Source: Pharmacists’ Defence Association (PDA)
But Mark Koziol, chairman of the Pharmacists’ Defence Association (PDA), points out that “while volume produces income, then volume will be driven”. He is calling for the current MUR scheme to be “comprehensively re-engineered in a way that enables it to focus much more so upon quality and clinical care”. This could be achieved through a community pharmacy contract and/or a contract that pharmacists have directly with the NHS, he says, and that there was also an argument for a second pharmacist to be available in the pharmacy “to deliver them in a more focused and productive way”.
Source: The Pharmaceutical Journal
Ash Soni, president of the RPS, told The Pharmaceutical Journal that pharmacies need to deliver the highest standards of professional care and that “anything which undermines the confidence of the public in that quality of care needs to be challenged and addressed”.
“For pharmacists to feel they are required to provide inappropriate care, in the same way, needs to be recognised as undermining their professional credibility and the confidence of the public,” he says.
While the regulator for pharmacists – the General Pharmaceutical Council (GPhC) – has consistently stated that the best way to protect the safety of patients is by underpinning the professionalism of pharmacists, Koziol says: “The PDA has been providing examples to the GPhC about how pharmacist professionalism is being undermined by employers for years.
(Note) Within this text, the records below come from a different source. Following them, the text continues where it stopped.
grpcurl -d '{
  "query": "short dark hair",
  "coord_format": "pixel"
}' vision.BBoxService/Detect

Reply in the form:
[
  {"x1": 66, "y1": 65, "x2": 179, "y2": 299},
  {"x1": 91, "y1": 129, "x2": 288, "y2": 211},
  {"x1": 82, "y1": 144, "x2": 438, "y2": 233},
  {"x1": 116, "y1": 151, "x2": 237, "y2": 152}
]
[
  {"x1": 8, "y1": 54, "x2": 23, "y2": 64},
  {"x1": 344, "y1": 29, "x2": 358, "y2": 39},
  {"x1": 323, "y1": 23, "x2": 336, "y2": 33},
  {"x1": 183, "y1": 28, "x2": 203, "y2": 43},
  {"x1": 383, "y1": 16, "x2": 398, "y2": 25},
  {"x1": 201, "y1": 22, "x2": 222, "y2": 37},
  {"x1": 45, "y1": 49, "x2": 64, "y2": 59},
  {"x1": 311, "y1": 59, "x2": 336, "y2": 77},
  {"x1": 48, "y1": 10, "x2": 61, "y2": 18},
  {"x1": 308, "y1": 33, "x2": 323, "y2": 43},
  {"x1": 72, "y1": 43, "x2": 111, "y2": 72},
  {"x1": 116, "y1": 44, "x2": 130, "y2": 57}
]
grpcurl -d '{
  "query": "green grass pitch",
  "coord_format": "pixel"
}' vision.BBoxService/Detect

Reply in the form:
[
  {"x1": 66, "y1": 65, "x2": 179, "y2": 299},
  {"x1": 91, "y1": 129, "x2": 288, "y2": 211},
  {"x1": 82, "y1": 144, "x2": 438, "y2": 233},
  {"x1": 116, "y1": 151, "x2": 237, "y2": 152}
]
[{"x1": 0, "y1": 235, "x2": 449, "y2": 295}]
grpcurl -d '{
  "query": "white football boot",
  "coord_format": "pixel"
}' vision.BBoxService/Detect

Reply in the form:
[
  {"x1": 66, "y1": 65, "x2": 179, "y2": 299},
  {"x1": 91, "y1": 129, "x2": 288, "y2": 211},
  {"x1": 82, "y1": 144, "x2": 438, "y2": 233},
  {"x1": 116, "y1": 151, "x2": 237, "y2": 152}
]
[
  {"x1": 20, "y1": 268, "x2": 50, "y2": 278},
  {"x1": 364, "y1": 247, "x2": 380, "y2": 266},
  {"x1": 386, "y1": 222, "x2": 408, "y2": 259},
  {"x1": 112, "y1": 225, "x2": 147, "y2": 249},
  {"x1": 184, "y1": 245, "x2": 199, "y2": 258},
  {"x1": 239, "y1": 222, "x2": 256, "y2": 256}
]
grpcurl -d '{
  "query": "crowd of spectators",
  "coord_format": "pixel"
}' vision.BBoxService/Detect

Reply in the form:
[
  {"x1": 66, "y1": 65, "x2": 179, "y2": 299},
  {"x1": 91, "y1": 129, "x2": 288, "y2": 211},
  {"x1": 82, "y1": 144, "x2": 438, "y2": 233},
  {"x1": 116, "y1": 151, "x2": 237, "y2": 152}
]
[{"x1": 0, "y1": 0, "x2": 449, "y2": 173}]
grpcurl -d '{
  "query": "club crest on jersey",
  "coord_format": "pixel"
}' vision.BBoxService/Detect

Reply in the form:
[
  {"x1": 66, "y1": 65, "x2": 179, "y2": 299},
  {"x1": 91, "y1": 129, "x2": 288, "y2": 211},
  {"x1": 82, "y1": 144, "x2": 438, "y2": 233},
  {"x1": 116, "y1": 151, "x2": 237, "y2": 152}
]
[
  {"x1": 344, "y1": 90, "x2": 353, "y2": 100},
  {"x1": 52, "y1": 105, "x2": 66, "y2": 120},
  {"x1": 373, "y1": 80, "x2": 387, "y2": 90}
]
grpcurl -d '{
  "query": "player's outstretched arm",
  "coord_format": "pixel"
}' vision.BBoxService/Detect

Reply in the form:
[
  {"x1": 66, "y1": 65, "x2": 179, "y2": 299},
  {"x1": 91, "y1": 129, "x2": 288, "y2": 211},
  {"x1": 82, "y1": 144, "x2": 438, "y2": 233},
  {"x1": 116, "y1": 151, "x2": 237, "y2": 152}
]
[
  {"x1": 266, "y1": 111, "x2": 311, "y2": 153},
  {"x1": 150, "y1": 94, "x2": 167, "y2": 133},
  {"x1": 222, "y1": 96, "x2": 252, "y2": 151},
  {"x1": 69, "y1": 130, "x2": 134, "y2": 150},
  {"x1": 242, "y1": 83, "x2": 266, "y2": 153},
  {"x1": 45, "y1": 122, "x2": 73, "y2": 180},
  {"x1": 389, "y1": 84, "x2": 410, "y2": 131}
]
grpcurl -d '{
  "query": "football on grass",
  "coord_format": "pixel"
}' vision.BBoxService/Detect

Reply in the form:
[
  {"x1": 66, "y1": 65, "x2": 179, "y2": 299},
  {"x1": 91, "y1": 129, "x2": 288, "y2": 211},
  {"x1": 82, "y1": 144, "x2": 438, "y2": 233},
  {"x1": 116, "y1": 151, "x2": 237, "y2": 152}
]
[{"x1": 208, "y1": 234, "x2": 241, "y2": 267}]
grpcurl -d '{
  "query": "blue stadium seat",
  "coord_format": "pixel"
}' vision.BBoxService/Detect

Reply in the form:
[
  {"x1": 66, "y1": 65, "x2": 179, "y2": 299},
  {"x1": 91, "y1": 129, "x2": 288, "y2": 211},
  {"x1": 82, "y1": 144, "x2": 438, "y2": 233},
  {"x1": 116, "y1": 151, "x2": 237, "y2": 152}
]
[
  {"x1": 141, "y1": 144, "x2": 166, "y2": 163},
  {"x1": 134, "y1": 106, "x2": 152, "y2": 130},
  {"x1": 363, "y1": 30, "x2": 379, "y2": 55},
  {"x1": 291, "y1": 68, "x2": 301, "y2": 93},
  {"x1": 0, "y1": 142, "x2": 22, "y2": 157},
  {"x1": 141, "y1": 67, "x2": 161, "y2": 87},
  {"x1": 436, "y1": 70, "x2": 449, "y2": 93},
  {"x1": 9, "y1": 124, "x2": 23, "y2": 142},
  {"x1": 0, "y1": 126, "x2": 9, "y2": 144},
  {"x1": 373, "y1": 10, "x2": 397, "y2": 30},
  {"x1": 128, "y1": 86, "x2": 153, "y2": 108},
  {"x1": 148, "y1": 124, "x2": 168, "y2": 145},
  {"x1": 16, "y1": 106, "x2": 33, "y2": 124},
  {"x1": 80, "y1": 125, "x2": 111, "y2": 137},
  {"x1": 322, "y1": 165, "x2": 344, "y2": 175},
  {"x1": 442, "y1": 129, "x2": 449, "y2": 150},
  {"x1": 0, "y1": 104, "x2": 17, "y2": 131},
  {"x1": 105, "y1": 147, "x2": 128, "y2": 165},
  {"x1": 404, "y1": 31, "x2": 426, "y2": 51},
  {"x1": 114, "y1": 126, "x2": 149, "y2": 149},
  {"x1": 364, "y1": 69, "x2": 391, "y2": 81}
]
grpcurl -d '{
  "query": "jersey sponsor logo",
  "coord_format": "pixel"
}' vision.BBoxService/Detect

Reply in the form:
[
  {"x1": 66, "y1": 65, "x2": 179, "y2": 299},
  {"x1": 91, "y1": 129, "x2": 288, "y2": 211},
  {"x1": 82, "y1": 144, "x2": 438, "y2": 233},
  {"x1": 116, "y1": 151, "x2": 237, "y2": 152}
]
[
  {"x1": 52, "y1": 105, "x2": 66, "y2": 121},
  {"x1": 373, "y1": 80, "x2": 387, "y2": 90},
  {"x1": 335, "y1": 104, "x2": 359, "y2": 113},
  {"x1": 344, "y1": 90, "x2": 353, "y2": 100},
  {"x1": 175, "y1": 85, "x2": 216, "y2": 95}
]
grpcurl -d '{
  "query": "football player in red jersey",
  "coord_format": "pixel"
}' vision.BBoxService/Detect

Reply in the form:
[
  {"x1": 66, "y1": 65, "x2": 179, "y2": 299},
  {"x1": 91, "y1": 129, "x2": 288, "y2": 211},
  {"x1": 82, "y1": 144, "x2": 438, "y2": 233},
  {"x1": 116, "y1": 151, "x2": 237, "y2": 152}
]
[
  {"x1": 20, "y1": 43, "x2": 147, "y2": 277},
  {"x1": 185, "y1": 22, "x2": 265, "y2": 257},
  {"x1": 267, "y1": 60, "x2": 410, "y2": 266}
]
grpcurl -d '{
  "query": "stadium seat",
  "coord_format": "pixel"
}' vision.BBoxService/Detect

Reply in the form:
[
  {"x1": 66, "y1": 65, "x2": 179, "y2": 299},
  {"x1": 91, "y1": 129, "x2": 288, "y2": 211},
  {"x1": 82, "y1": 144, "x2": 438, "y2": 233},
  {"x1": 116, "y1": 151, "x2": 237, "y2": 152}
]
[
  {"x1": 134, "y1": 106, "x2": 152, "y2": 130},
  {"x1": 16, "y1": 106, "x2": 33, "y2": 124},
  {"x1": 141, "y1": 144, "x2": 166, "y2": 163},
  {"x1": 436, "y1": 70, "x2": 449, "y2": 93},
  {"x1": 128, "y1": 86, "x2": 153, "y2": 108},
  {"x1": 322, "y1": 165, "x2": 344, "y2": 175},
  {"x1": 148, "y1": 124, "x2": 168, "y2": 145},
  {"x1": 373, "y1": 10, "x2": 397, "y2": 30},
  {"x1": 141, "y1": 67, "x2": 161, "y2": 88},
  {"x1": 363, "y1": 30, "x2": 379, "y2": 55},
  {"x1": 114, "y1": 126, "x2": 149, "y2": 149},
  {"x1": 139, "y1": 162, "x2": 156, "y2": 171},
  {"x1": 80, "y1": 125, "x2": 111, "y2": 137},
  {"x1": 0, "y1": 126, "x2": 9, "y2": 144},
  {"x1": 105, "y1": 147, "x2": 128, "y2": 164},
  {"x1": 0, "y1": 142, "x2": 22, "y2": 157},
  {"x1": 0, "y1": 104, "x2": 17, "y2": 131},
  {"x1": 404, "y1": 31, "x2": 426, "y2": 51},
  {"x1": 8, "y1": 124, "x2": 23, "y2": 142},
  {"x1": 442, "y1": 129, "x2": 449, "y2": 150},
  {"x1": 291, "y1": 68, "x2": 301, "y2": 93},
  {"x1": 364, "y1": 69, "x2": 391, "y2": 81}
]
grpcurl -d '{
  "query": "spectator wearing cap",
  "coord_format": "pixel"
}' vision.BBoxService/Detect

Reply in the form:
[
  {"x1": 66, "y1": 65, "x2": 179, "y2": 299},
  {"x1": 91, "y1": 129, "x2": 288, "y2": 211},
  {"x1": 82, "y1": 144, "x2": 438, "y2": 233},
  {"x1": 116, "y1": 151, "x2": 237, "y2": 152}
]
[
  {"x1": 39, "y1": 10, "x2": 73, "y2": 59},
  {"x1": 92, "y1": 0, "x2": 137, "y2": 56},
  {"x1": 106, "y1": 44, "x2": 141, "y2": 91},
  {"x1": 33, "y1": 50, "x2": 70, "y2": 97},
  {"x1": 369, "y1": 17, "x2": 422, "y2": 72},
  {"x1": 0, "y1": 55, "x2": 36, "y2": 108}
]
“The GPhC appears unwilling to go after the miscreants, focusing its efforts instead upon individual pharmacists. We need the GPhC to put a lot more vigour behind its efforts to support pharmacists.”
In a follow up story published on 17 April 2016, The Guardian says the GPhC is “calling in evidence on the allegations” and says that the regulator has approached the newspaper for information.
Source: General Pharmaceutical Council (GPhC)
In a statement issued on 15 April 2016, Duncan Rudkin, chief executive of the GPhC, said its standards for registered pharmacies set out the standards that pharmacy owners and superintendents must meet in each registered pharmacy, and the standards of conduct, ethics and performance set out what is expected of pharmacy professionals “including that they make the care of their patients their first concern and raise concerns with the relevant authority about any issue that may affect patient care or public safety”.
Soni says he hopes that “what has been described is not normal company policy” and that Boots has ways of identifying where undue pressure may be being exerted and ensuring it does not continue. “In any cases identified I would expect the pharmacists to be supported as whistleblowers and not castigated for bringing these to the attention of senior managers,” he adds.
“With the introduction of the new standards by the GPhC, [in instances] where pharmacists felt their professionalism continued to be undermined, they should be able to report it to the GPhC, which would then need to investigate and ensure that the company was not failing the public in providing appropriate care at individual pharmacy or organisation level.”